Kentsel dönüşüm sürecinin en büyük engellerinden biri, dönüşüm yapılacak alanların büyük bir kısmının hala özel mülkiyete ait olması ve bununla ilgili çıkan hukuki sorunlar. Ayrıca, deprem riski taşıyan bölgelerdeki dönüşüm projeleri bazen ekonomik sebeplerle yavaşlıyor. Dar gelirli ailelerin yaşadığı bazı semtlerde, kentsel dönüşüm projeleri başlamadan önce konutların fiyatları artıyor ve bu durum, yoksul vatandaşların yerinden edilmesine yol açabiliyor.
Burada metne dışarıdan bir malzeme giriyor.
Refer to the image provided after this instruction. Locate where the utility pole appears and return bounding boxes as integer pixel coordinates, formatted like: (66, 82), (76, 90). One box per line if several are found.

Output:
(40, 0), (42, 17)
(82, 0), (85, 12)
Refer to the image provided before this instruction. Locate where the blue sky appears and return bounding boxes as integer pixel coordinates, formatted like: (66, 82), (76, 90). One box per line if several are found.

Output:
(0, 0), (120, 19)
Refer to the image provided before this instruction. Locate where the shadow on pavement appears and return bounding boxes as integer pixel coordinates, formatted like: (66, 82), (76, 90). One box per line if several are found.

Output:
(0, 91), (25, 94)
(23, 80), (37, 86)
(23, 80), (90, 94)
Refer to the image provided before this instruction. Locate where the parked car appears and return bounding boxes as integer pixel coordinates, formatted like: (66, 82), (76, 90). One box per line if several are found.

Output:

DEPREM HAZIRLIK DURUMU: NELER YAPILMALI?

Uzmanlar, Türkiye’nin deprem riski taşıyan bölgelerinde yapılan kentsel dönüşüm çalışmalarının hızlandırılması gerektiğini ifade ediyor. Ancak sadece yapısal dönüşüm değil, aynı zamanda toplumsal farkındalığın da artırılması gerektiği vurgulanıyor. Deprem bilinci oluşturulmalı, vatandaşlar afet anında ne yapacaklarını öğrenmeli ve toplumsal dayanışma güçlendirilmelidir. Ayrıca, afet sonrası yardım sistemlerinin daha verimli çalışması için altyapının güçlendirilmesi büyük önem taşıyor.

“PROJELER HAZIRLANMALI”

İstanbul Büyükşehir Belediye Başkanı Ekrem İmamoğlu, geçtiğimiz günlerde yaptığı açıklamada, “İstanbul’daki kentsel dönüşüm hızla devam etse de bu hız, büyük bir depremin öncesinde İstanbul’u güvenli bir hale getirmeye yetmez. Bütün Türkiye’de benzer projeler hızlandırılmalı” dedi.